What does internalized trauma look like?

 

To me, internalized trauma is more of a sound than a look. Meaning, there are scripts we say over and over again to ourselves that are accusatory, dismissive, harsh, unloving, dogmatic, etc. They are the sentences that are usually behind the sentences we first hear ourselves say internally. When we listen closely, we realize these scripts serve the narratives of those who benefitted from our abuse. And, in my opinion, that’s the worst part of trauma: we learn to become complicit in abuse against ourselves. It’s what evil wants. As a therapist, that’s what I get to disrupt, and I can’t think of a higher calling.

 

Talk to us about what you call survival mode vs. creation mode when it comes to abuse survivors.

 

It may sound obvious, but survivors know how to survive. It’s what they do. When in an abusive relationship, survivors are living in survival mode. When confronted with choice, it is an easy decision: go with whatever helps you survive and mitigate further harm. But when a survivor has moved out of an abusive relationship and threat is no longer present, choice is no longer based on survival, but on creation.
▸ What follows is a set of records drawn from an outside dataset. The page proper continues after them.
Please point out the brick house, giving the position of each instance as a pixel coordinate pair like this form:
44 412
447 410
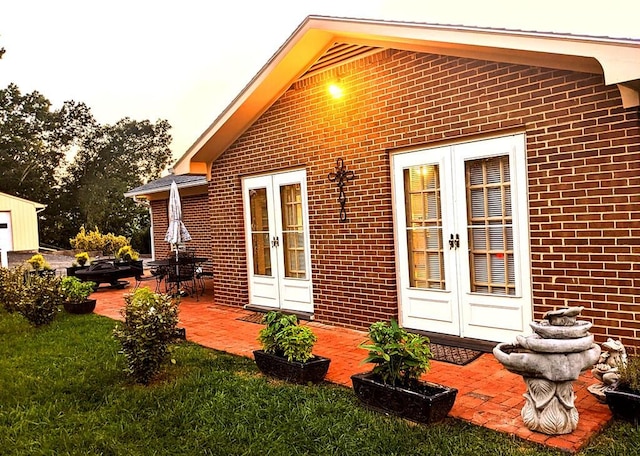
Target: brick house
488 176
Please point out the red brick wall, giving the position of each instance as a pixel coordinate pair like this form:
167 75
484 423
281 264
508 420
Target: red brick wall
584 189
195 219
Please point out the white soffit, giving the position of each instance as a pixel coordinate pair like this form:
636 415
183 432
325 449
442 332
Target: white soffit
617 59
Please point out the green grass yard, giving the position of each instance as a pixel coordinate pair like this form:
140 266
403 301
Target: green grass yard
63 391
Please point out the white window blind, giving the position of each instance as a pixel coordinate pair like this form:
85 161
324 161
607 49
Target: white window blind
490 226
424 227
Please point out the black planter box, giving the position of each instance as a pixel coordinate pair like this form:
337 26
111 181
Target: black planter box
313 371
623 404
87 306
71 270
424 403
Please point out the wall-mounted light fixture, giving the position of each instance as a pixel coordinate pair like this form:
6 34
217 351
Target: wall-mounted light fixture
335 89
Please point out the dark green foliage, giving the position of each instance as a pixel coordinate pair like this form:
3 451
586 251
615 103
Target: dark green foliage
630 374
75 290
40 298
282 336
12 287
108 160
148 329
400 357
111 160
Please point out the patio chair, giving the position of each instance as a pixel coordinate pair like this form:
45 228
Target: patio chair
182 277
157 275
201 277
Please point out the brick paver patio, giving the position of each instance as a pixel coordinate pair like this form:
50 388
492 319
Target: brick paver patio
488 395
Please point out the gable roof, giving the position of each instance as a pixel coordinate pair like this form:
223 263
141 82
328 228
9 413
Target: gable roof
163 184
22 200
617 59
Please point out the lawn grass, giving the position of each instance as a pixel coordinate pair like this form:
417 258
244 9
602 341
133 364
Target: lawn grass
63 391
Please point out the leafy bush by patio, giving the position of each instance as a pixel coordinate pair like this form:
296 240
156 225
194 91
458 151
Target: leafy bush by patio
148 329
94 241
400 357
12 286
40 299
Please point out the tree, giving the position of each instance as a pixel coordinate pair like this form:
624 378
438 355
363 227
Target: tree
36 143
111 160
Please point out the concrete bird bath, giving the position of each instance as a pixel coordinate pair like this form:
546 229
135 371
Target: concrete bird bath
550 360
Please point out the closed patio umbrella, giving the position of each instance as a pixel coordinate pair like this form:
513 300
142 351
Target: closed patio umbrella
176 233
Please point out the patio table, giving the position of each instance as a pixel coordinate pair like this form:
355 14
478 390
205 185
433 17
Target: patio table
179 279
107 272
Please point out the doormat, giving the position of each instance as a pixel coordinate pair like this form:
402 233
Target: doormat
453 355
253 317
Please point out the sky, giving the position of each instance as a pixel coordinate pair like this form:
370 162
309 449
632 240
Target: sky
186 60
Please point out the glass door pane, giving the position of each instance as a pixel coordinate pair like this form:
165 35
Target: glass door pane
293 231
424 227
260 232
490 226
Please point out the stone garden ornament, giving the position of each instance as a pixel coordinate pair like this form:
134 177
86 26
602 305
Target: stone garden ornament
607 369
550 360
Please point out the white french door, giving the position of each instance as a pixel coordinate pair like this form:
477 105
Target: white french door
461 230
277 239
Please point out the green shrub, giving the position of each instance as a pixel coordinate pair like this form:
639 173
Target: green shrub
283 337
127 253
400 357
113 243
40 299
89 242
38 262
82 258
630 374
75 290
12 287
297 343
94 241
149 327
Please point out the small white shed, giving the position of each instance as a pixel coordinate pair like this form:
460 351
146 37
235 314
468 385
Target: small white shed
18 223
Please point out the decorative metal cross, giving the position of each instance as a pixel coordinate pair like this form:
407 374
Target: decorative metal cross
341 175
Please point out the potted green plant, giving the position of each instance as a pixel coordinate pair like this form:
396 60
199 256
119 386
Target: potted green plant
128 256
623 397
80 262
287 350
76 295
394 385
40 266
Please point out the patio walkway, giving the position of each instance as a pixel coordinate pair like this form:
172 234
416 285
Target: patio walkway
488 395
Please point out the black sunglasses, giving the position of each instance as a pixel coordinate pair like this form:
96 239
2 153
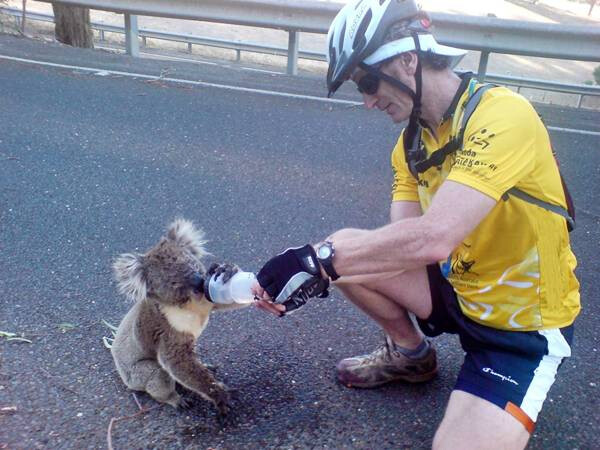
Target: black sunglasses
368 84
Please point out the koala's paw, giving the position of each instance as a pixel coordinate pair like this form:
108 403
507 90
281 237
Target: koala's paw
225 271
221 399
185 403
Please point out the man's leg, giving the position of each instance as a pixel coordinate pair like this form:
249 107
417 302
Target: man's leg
471 422
388 302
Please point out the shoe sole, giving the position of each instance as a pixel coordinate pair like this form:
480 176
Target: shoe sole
417 378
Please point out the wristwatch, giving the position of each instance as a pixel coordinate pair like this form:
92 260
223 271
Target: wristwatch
325 253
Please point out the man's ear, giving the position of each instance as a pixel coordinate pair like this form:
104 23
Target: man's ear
409 62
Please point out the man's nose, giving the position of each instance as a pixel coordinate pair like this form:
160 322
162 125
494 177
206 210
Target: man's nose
197 282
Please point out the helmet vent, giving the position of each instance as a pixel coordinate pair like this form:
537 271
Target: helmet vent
342 35
360 32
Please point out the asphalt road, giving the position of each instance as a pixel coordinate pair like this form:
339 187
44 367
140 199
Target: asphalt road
92 166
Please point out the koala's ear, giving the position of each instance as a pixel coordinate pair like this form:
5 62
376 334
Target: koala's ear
185 235
131 280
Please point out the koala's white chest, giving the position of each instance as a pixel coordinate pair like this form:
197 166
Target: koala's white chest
190 318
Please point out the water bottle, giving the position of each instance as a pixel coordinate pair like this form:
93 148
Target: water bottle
236 290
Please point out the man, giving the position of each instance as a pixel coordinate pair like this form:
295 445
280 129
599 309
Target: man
477 245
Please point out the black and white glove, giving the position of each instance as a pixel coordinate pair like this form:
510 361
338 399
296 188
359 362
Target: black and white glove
292 277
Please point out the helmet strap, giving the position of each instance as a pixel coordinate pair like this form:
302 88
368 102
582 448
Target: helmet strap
418 80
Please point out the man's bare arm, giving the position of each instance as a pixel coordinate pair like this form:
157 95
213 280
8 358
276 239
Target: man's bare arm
416 241
398 210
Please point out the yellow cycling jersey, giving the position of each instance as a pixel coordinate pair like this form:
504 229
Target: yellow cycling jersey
515 271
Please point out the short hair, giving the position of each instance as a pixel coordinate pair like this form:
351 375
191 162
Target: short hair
429 59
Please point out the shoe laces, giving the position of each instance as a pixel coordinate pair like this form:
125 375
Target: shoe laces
385 351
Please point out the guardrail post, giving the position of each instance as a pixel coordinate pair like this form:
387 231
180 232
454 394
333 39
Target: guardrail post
131 35
293 45
483 59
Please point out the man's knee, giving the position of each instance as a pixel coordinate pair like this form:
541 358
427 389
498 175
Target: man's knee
471 422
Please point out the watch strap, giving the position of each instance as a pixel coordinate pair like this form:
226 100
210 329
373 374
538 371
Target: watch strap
327 263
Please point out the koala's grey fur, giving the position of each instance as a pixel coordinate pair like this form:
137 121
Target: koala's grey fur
154 345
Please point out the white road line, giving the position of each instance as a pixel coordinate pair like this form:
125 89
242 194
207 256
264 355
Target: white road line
572 130
235 88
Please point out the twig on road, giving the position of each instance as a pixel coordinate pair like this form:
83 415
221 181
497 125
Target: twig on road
141 412
66 388
8 409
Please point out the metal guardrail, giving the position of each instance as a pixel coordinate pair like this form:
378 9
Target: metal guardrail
484 34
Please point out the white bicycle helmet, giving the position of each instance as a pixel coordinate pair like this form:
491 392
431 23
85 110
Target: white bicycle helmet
357 32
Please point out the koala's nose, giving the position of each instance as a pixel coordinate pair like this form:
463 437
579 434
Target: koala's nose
197 282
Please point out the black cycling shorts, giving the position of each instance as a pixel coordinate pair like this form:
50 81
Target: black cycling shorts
512 369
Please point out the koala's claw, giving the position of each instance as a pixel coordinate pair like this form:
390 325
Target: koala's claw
225 271
221 399
185 403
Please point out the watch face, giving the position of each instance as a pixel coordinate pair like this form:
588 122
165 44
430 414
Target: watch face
324 252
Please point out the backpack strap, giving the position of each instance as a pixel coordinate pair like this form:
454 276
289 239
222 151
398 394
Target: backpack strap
438 157
417 163
519 193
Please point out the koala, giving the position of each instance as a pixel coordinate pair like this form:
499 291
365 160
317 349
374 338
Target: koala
154 344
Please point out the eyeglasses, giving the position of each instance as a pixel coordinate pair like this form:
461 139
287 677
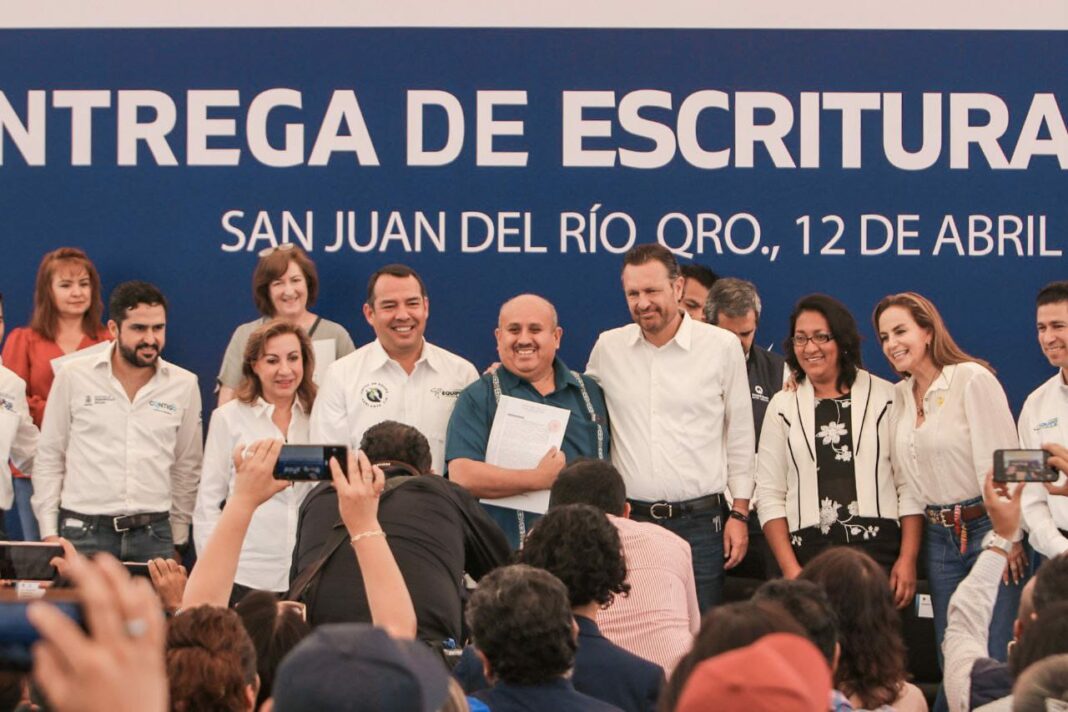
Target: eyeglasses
296 606
267 252
819 339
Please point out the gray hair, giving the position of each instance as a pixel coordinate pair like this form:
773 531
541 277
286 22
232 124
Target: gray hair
734 297
1046 681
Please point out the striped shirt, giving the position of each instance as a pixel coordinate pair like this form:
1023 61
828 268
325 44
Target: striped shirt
659 618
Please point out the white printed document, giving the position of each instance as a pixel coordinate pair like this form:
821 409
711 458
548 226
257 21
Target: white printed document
521 434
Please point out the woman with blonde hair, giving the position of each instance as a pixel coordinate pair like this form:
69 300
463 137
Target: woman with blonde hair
272 400
285 284
67 309
949 415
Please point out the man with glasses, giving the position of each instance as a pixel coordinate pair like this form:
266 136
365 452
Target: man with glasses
681 418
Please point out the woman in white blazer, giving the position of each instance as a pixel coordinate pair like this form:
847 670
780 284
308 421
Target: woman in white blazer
825 476
273 400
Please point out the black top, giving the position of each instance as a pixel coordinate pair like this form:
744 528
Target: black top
436 532
836 477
There is freedom to choose and create. And to many survivors, that can be terrifying. It can be hard to trust it is possible to move forward freely, and without abusive relational consequences. Plus, it can expose ways we never got to develop certain abilities or capacities. And that can bring up grief. Survivors need a lot of support and celebration in this phase. It is a time of individuating and deepening in our sense of self. It also feeds and strengthens our intuition. It can be both exhilarating and scary at first, and that is completely normal.

 

Would you give us that quote you love by Dorothy Allison?

 

“Throughout my life somebody has always tried to set the boundaries of who and what I will be allowed to be. What is common to these boundary lines is that their most destructive power lies in what I can be persuaded to do to myself – the walls of fear, shame, and guilt I can be encouraged to build in my own mind.”

Yvette recommends Healing From Hidden Abuse, by Shannon Thomas, LCSW as a straightforward and easy read for those dealing with psychological abuse.